Considering the purpose, John and Mary can decide if they gift some of the money now or maximize the inheritance to their heirs after their deaths. Whatever they decide, they will need to be clear about the purpose of the inheritance to ensure their plan is appropriately structured.
Commit to a Plan
John and Mary need to commit to a plan that will communicate the purpose of the inheritance. Inheritance planning requires careful consideration supported by a team of professionals with specialized knowledge, including:
- A Lawyer that will draft the documents needed, such as Wills, Trusts, Powers of Attorney, etc.
- An Accountant to ensure the plan is structured in the most tax-efficient manner and, with the in-depth knowledge of their business, will provide a smooth and effective transition of their business, converting their lifelong working capital into cash.
- A Certified Financial Planner who will help John and Mary create a comprehensive financial plan to determine how much of the business proceeds will be necessary to fund their lifestyle during their retirement and how much can be immediately allocated to the inheritance plan.
Inheritance planning is not so rigid that it’s carved in stone, but it can be costly in the future if it’s not structured well in the beginning.
Take a Disciplined Approach
Taking a disciplined approach will help John and Mary avoid the many nightmares that often come with managing family wealth.
We’ve all heard the stories of elder abuse as one child exerts undue influence on the parents. For example, convincing them to pay their debts, buy them a car, or provide money for a lifestyle they’ve not earned, all at the expense of the parents and other inheritors.
A disciplined inheritance strategy can protect John and Mary’s wealth. Ensuring it is used for the purposes they initially outlined in a fair and structured manner.
Practice Open and Honest Communication
The most important issue in inheritance planning is having open and honest communication between those passing the wealth on and those receiving it. In this case, John and Mary should involve their three children in the process to understand their parents’ purpose, what they are committing to, and how they plan to distribute their wealth. This open communication provides a platform for the children to ask questions and better understand their parents’ wishes to know what to expect.

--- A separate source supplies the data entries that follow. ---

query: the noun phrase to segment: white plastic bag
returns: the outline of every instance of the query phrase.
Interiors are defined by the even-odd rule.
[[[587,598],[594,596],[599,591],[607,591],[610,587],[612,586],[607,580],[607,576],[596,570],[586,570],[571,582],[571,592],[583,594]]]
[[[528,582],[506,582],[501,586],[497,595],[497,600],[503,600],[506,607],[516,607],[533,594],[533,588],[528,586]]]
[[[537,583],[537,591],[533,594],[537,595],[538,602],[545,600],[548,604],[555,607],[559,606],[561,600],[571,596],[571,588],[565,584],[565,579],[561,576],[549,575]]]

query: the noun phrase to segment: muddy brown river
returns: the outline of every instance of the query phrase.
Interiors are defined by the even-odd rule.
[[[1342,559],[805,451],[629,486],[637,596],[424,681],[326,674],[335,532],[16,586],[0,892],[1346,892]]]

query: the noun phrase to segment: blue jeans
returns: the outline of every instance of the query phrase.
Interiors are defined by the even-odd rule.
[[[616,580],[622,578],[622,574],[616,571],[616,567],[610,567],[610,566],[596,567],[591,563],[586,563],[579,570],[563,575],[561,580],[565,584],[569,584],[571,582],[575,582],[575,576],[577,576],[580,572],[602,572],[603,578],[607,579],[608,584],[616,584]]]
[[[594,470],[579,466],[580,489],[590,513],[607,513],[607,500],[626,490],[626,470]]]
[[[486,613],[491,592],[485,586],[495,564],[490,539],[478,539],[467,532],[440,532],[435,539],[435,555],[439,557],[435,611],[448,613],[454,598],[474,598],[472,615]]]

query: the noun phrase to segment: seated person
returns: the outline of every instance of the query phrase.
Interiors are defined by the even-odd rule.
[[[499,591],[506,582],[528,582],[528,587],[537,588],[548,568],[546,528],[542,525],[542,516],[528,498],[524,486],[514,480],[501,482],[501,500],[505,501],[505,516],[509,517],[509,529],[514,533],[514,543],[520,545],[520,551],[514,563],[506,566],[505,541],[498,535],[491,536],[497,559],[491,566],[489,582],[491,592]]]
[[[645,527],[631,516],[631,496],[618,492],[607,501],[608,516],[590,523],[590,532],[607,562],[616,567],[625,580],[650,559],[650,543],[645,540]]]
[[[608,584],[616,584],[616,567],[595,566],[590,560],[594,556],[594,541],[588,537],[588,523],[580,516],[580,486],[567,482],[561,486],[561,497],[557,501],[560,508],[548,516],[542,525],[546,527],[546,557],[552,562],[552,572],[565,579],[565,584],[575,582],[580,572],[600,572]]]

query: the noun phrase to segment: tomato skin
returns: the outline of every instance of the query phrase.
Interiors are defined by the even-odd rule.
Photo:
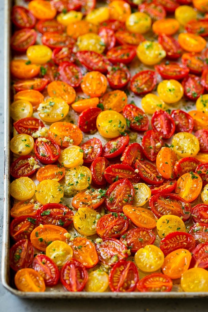
[[[106,195],[108,210],[112,212],[122,212],[123,206],[132,201],[134,189],[128,179],[122,179],[114,182],[109,188]]]
[[[176,194],[167,193],[153,195],[149,203],[151,211],[159,218],[169,214],[182,217],[185,221],[191,216],[190,204]]]
[[[137,268],[134,264],[131,261],[121,260],[110,271],[109,286],[114,292],[133,291],[138,280]]]
[[[132,77],[130,88],[132,91],[137,95],[146,94],[153,90],[156,82],[155,71],[143,71]]]
[[[55,262],[45,255],[37,255],[34,258],[32,267],[44,279],[46,286],[57,285],[59,279],[59,271]]]
[[[153,114],[151,122],[153,130],[161,134],[162,139],[170,139],[176,129],[174,120],[168,113],[160,110]]]
[[[105,157],[99,157],[91,164],[90,170],[92,174],[92,180],[95,185],[104,185],[106,184],[106,181],[104,173],[109,163],[108,161]]]
[[[165,256],[177,249],[183,248],[192,252],[195,247],[193,236],[185,232],[172,232],[160,241],[160,248]]]
[[[126,241],[131,253],[135,253],[146,245],[154,244],[155,238],[155,234],[151,230],[138,227],[129,230],[121,236],[120,240]]]
[[[170,291],[172,286],[171,278],[162,273],[151,273],[140,280],[138,289],[141,292]]]
[[[109,166],[105,170],[105,178],[107,182],[112,184],[115,179],[127,178],[132,183],[137,183],[140,180],[134,169],[128,165],[116,163]]]
[[[28,240],[18,241],[9,250],[10,267],[16,272],[29,267],[32,262],[34,254],[33,246]]]
[[[60,280],[68,291],[81,291],[88,279],[87,271],[82,264],[71,258],[62,267]]]

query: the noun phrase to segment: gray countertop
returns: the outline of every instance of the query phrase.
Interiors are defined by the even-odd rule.
[[[9,0],[8,0],[9,1]],[[0,146],[3,142],[3,0],[0,0]],[[6,104],[6,103],[5,103]],[[0,149],[0,159],[3,163],[3,149]],[[3,168],[0,167],[0,250],[1,250],[3,220]],[[3,259],[1,259],[3,261]],[[167,312],[178,311],[189,312],[203,312],[207,311],[208,299],[157,300],[31,300],[20,299],[11,294],[0,282],[0,311],[7,312],[24,311],[144,311],[148,312]]]

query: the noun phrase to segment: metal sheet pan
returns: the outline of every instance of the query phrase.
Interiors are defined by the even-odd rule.
[[[12,137],[12,127],[10,123],[9,105],[10,103],[10,80],[9,61],[10,58],[10,39],[11,25],[10,13],[12,1],[5,0],[4,17],[4,217],[2,255],[1,278],[4,286],[11,293],[22,298],[45,299],[75,298],[104,298],[133,299],[136,298],[184,298],[208,297],[208,292],[189,292],[172,291],[170,292],[133,292],[129,293],[70,292],[62,288],[55,289],[47,287],[45,292],[24,292],[12,288],[11,285],[9,266],[10,248],[9,226],[10,208],[9,196],[10,158],[9,142]]]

Having an open communication strategy can have a tremendous impact on maintaining family harmony and minimizing discourse between the inheritors.

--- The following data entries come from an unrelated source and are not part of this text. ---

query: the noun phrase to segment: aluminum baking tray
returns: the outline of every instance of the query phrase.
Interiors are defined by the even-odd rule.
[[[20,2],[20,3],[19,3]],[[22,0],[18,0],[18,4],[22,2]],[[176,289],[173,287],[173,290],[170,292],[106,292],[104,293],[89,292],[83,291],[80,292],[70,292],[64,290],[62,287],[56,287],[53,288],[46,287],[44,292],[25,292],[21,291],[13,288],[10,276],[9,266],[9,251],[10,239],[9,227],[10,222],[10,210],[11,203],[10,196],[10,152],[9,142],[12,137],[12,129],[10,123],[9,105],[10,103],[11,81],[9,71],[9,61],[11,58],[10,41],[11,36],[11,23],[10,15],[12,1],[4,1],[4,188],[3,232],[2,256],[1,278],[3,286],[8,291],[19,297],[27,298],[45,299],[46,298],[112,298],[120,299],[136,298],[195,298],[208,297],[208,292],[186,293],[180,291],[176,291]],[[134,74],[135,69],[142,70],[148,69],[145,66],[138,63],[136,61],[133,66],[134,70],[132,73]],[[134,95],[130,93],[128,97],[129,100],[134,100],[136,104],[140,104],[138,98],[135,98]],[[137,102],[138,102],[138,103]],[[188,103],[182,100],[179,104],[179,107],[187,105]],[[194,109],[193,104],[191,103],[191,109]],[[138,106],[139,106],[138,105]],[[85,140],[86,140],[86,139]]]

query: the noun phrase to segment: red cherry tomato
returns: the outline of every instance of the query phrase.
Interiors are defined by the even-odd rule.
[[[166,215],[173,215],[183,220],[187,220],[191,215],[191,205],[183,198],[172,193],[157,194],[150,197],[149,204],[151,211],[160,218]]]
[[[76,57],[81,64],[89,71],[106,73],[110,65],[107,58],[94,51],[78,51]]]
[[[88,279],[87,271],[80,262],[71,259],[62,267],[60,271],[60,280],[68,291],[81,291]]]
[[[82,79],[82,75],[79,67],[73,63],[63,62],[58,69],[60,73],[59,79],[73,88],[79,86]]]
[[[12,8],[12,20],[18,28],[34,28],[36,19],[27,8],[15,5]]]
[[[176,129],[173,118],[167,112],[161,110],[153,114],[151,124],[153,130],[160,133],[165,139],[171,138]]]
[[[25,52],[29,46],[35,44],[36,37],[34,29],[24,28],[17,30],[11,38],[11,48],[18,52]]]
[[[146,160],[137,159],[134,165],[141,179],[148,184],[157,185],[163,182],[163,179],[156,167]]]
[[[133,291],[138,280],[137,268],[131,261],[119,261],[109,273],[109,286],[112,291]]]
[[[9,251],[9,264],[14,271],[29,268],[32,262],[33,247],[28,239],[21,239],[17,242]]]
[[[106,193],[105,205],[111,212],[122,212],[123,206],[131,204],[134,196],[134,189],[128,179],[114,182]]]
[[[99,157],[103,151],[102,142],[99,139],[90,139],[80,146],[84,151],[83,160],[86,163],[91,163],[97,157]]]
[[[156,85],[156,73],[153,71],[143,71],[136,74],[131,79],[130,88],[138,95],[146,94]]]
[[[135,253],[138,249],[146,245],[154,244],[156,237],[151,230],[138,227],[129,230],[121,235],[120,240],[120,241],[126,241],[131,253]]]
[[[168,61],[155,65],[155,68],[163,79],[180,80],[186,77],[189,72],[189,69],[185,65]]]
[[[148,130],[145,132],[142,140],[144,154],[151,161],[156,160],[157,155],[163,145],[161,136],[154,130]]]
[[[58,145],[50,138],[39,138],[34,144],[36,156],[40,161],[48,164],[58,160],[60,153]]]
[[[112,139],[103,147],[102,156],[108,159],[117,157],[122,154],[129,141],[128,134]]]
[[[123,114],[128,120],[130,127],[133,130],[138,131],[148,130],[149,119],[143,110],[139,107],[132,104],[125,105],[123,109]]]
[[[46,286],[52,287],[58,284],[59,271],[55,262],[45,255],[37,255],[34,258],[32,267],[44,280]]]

Once John and Mary have created their inheritance plan and communicated their intentions to their children, they can get on with enjoying their freedom in retirement. They can spend their days enjoying the fruits of their many years of labour. Instead of worrying about spending their children’s inheritance, they can rest assured that they have the plan to achieve their retirement goals and pass on their wealth strategically and meaningfully.